Dominican Republic: It has strengthened its export-oriented free trade zone sectors.
Brazil: It can take advantage of opportunities linked to manufacturing, energy, and strategic raw materials.
Chile and Peru: Countries that hold a relevant position in critical minerals needed for the energy transition and advanced technologies, such as copper and lithium.
However, BBVA Research has pointed out in various analyses on investment and nearshoring that the opportunity is not guaranteed, because the region needs to resolve historical obstacles such as insufficient logistical infrastructure, regulatory uncertainty, low regional integration, a deficit of specialized talent, and energy costs.

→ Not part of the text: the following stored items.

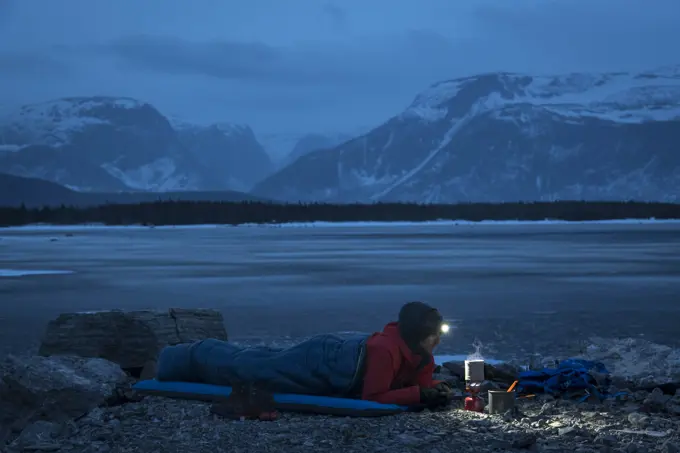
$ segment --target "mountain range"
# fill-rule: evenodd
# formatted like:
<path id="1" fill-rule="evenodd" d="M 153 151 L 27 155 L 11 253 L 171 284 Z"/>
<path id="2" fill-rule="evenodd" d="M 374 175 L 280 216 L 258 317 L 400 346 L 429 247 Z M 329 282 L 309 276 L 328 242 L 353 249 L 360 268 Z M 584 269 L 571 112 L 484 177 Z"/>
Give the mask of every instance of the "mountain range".
<path id="1" fill-rule="evenodd" d="M 291 148 L 273 162 L 246 125 L 193 124 L 130 98 L 63 98 L 0 120 L 0 172 L 78 192 L 282 201 L 678 201 L 680 66 L 457 78 L 355 137 L 289 135 L 260 137 Z"/>
<path id="2" fill-rule="evenodd" d="M 77 191 L 247 190 L 271 170 L 248 126 L 171 122 L 130 98 L 63 98 L 0 121 L 0 172 Z"/>
<path id="3" fill-rule="evenodd" d="M 329 202 L 680 196 L 680 67 L 442 81 L 370 132 L 311 152 L 254 194 Z"/>

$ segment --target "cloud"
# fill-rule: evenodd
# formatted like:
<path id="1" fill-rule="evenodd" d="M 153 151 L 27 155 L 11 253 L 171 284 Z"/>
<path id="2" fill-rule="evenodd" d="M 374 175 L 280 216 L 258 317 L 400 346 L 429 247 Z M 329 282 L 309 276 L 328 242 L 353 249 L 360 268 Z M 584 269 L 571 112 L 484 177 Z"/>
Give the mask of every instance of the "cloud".
<path id="1" fill-rule="evenodd" d="M 279 87 L 393 85 L 414 77 L 429 80 L 428 70 L 432 73 L 439 69 L 435 72 L 443 75 L 451 68 L 446 57 L 453 51 L 441 35 L 418 30 L 361 45 L 317 42 L 297 47 L 138 35 L 97 47 L 97 52 L 102 49 L 121 63 L 146 71 L 266 82 Z M 418 71 L 413 70 L 414 64 Z"/>
<path id="2" fill-rule="evenodd" d="M 322 11 L 331 22 L 331 27 L 336 32 L 346 31 L 349 27 L 349 19 L 347 11 L 332 3 L 326 3 L 322 7 Z"/>
<path id="3" fill-rule="evenodd" d="M 280 64 L 281 51 L 262 43 L 190 42 L 168 36 L 128 36 L 102 46 L 136 68 L 224 79 L 262 79 Z"/>
<path id="4" fill-rule="evenodd" d="M 514 47 L 518 58 L 568 72 L 680 63 L 678 0 L 523 1 L 474 13 L 480 28 Z"/>
<path id="5" fill-rule="evenodd" d="M 0 77 L 63 76 L 71 65 L 46 52 L 0 52 Z"/>
<path id="6" fill-rule="evenodd" d="M 0 0 L 0 27 L 9 22 L 15 6 L 13 0 Z"/>
<path id="7" fill-rule="evenodd" d="M 342 129 L 443 79 L 680 63 L 680 0 L 198 3 L 0 0 L 2 101 L 119 94 L 256 129 Z"/>

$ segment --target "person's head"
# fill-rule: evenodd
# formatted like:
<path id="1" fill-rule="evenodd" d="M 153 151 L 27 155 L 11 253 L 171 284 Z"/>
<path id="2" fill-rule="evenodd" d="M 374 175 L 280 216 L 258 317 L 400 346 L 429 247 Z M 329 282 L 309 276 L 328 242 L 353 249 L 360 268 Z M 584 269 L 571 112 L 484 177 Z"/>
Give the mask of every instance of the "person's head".
<path id="1" fill-rule="evenodd" d="M 409 302 L 399 311 L 399 333 L 409 345 L 419 345 L 430 354 L 439 344 L 444 318 L 423 302 Z"/>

Additionally, the competition is no longer solely among emerging countries in the region, as Mexico competes against Vietnam, India, Malaysia, and other Asian economies that are also looking to capture the manufacturing shifting out of China.

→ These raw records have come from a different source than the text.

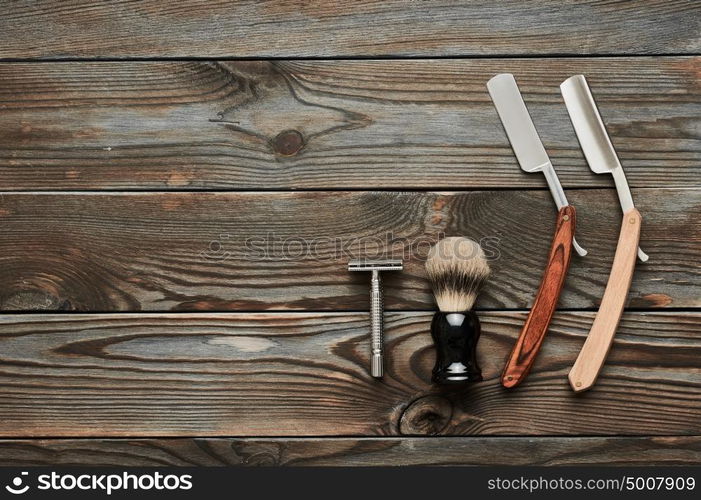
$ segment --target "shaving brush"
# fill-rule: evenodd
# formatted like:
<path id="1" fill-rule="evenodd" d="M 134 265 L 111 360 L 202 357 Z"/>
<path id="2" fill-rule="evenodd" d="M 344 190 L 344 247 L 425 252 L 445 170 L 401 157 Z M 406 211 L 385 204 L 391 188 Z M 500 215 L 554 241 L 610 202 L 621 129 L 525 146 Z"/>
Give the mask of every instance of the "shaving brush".
<path id="1" fill-rule="evenodd" d="M 426 274 L 439 309 L 431 322 L 436 346 L 433 381 L 479 382 L 482 370 L 476 350 L 480 322 L 472 306 L 489 276 L 484 252 L 468 238 L 444 238 L 429 251 Z"/>

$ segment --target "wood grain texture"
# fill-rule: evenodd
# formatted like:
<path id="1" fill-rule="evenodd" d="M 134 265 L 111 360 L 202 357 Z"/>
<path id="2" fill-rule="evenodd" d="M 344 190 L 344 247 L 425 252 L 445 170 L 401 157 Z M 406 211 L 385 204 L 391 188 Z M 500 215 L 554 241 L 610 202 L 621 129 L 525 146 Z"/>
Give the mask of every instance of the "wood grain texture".
<path id="1" fill-rule="evenodd" d="M 601 306 L 596 313 L 587 340 L 568 375 L 572 390 L 575 392 L 590 389 L 606 361 L 633 279 L 635 263 L 638 259 L 641 223 L 640 212 L 635 208 L 623 214 L 616 254 L 606 290 L 601 298 Z"/>
<path id="2" fill-rule="evenodd" d="M 0 64 L 0 179 L 7 190 L 545 188 L 519 169 L 489 99 L 503 72 L 565 187 L 612 186 L 587 167 L 559 92 L 579 73 L 633 187 L 701 186 L 699 57 Z"/>
<path id="3" fill-rule="evenodd" d="M 699 462 L 699 436 L 0 440 L 0 465 L 13 467 L 648 466 Z"/>
<path id="4" fill-rule="evenodd" d="M 593 313 L 558 313 L 531 374 L 499 383 L 525 312 L 482 313 L 485 380 L 431 385 L 431 313 L 4 315 L 0 436 L 699 435 L 701 313 L 628 313 L 593 391 L 567 371 Z"/>
<path id="5" fill-rule="evenodd" d="M 693 0 L 20 0 L 0 7 L 0 57 L 694 53 L 699 16 Z"/>
<path id="6" fill-rule="evenodd" d="M 558 212 L 543 279 L 501 374 L 501 384 L 506 388 L 514 388 L 523 382 L 545 339 L 570 267 L 576 215 L 577 210 L 572 205 L 564 206 Z"/>
<path id="7" fill-rule="evenodd" d="M 646 222 L 628 305 L 701 307 L 698 2 L 17 0 L 0 39 L 0 311 L 61 312 L 0 314 L 0 465 L 701 462 L 701 312 L 624 314 L 573 394 L 593 311 L 556 313 L 511 392 L 526 312 L 485 311 L 531 304 L 554 220 L 486 92 L 501 72 L 580 208 L 561 307 L 598 307 L 620 225 L 558 91 L 579 73 Z M 444 233 L 495 258 L 465 388 L 430 383 Z M 346 271 L 377 248 L 406 261 L 388 308 L 426 310 L 387 314 L 381 382 Z"/>
<path id="8" fill-rule="evenodd" d="M 643 189 L 630 307 L 699 307 L 701 190 Z M 570 190 L 578 239 L 562 308 L 596 308 L 621 223 L 613 190 Z M 403 258 L 388 309 L 434 308 L 424 260 L 442 235 L 481 241 L 492 275 L 478 309 L 527 308 L 557 212 L 543 191 L 0 193 L 4 311 L 360 310 L 349 258 Z"/>

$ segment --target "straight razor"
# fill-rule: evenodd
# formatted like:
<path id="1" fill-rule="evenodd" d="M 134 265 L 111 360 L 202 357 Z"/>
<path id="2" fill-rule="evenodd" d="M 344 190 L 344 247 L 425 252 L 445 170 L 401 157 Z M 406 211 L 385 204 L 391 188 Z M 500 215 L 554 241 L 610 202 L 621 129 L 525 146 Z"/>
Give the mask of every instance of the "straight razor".
<path id="1" fill-rule="evenodd" d="M 574 239 L 576 211 L 567 201 L 513 75 L 495 76 L 487 83 L 487 89 L 521 169 L 545 174 L 558 208 L 555 234 L 540 288 L 501 374 L 501 384 L 513 388 L 528 375 L 545 339 L 567 277 L 572 247 L 579 255 L 586 255 L 587 252 Z"/>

AI Opens a New Window for Mexico and Asia
One of the most relevant elements of the BBVA Research analysis is that the commercial reorganization is not driven exclusively by tariffs. There is another structural factor: the new technological economy driven by artificial intelligence.
The explosion in global demand for AI-related infrastructure—such as semiconductors, servers, electronic components, and specialized equipment—is once again modifying trade flows. BBVA identifies that in some products linked to this new economy, the United States is reducing purchases from China and increasing acquisitions from economies like Taiwan and Mexico.
The reason is that technology companies are seeking suppliers considered more reliable from a geopolitical and logistical perspective. Mexico has a particularly relevant opportunity in sectors such as electronics manufacturing, advanced automotive components, data centers, electrical equipment, as well as semiconductors and specialized assembly.
Although Mexico does not yet compete directly with Taiwan in advanced chip production, it can capture important stages of the technology chain, especially manufacturing, integration, and logistics. For investors, this trend offers a different interpretation: nearshoring is no longer just about relocating traditional factories, but about building industrial ecosystems around strategic sectors.
Tariffs Are Unlikely to Resolve the US Trade Deficit
Despite the fact that US tariff policy seeks to reduce foreign dependence and decrease the trade deficit, BBVA Research warns that the outcome may be limited. The reason is that countries do not disappear as suppliers; they simply change.
The logic is compelling: if the United States reduces imports from China but increases purchases from Mexico, Vietnam, or other economies, the trade deficit may alter its geographic composition, but it will not necessarily disappear.
Furthermore, tariffs can generate secondary effects such as higher costs for US companies, pressure on consumer prices, lower efficiency in production chains, and potential trade retaliation—several of these effects are, in fact, already a reality today. That is why the final impact will depend on how much companies can absorb the higher costs and how quickly they manage to reorganize their supply chains.
The key point of the BBVA Research analysis lies in the fact that the global economy is not entering a phase of less trade, but rather a phase of more fragmented and strategic trade. In other words: globalization is not disappearing; it is just changing shape.
During recent decades, companies primarily sought efficiency and lower costs. Now, they also seek security, resilience, and lower geopolitical exposure. In this new scenario, Mexico and certain Latin American countries, to a lesser extent, start with a relevant advantage.
The combination of their location, the USMCA in the specific case of Mexico, their manufacturing base, and proximity to the world’s largest consumer market places them among the best-positioned countries to capture a portion of the new trade map. The true winner of the tariff war will not necessarily be the one who imposes the most barriers, but the one who manages to become the alternative supplier when companies decide to reroute.